アラビアの夜の種族〈1〉 (角川文庫) アラビアの夜の種族 II (角川文庫) アラビアの夜の種族 III (角川文庫)
古川日出男 (角川書店 角川文庫)
西暦1798年。ナポレオンの侵攻を目前に控えたエジプト、カイロ。時のマムルーク朝は交戦の構えを見せるが、密かに奇策をもってしてナポレオンを撃退する作戦が採られる。その奇策とは読む者を狂気に陥れると言う『災厄の書』。
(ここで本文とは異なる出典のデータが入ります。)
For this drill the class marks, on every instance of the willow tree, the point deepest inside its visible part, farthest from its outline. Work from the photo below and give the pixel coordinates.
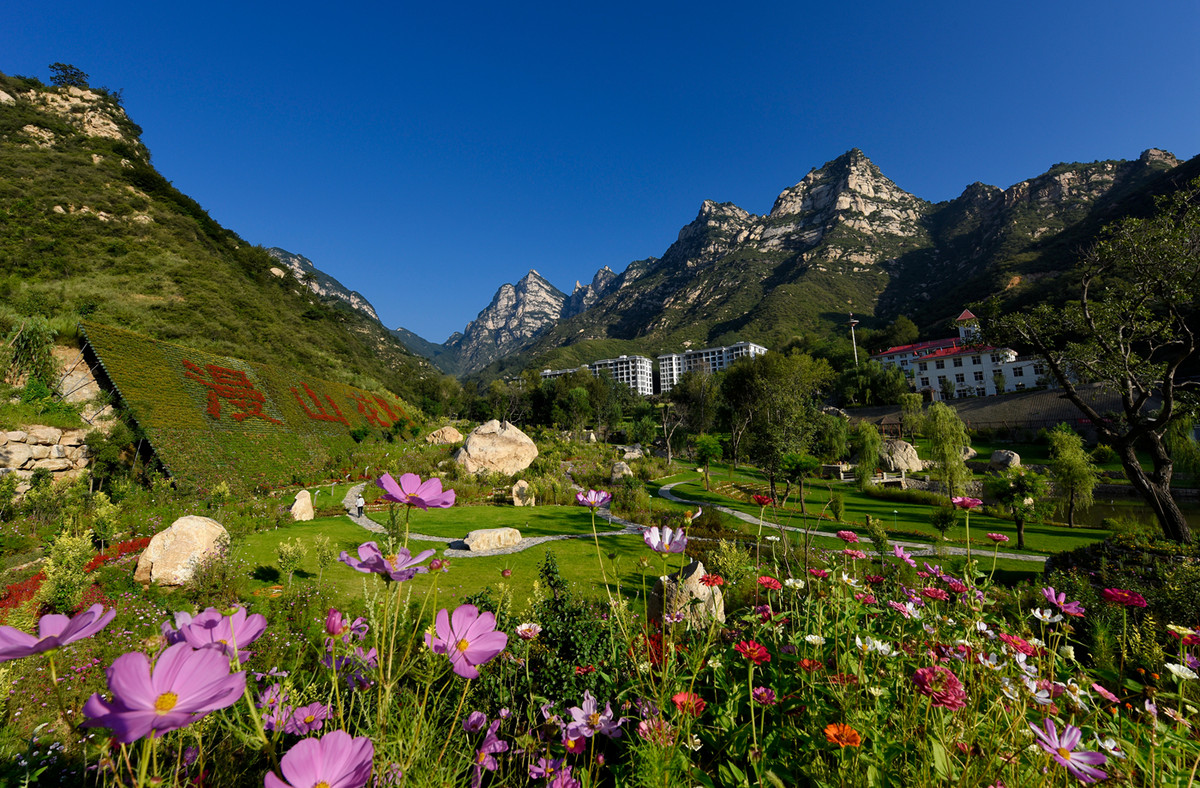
(1134, 332)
『災厄の書』作成のために物語り師ズームルッドは夜な夜な語る。古の魔神と契約を果たし、希代の魔術師となったアーダムの話を。捨て子であった自分を育ててくれた里を飛び出し、高位の魔術を求めるファラーの話を。そして王家の血を引きながらも詐欺師に育てられたサフィアーンの話を。
カイロに迫るナポレオン。『災厄の書』は間に合うのか?


本書は『Arabian nightbreed』という書物の和訳であると注釈がうってある。もちろん、それもフィクションな訳だけれど、物語の中に幾重にも物語が入れ子になる構造は面白い。そして文章も雰囲気が出ていて良い。タイトルからわかるように『アラビアン・ナイト』に触発されたであろうことは容易に想像できるが、読む者を狂気に陥れる『災厄の書』という設定がいい。そんなものでホントに敵軍の侵攻を止めることができると信じているのか?と勘ぐってしまうが。しかしながら実際に『災厄の書』の犠牲者は出るわけで…。
とにかく、設定と雰囲気が良かった作品。氏の別の作品を読んだらまた文章とか全然違うんだろうなあ。是非他の物も読んでみたいと思った。


頁をめくる手を止めることの出来ない『災厄の書』。そんな本はこれまでにも何冊かあったな。そんな本と巡り会うことができるのは僥倖だと思う。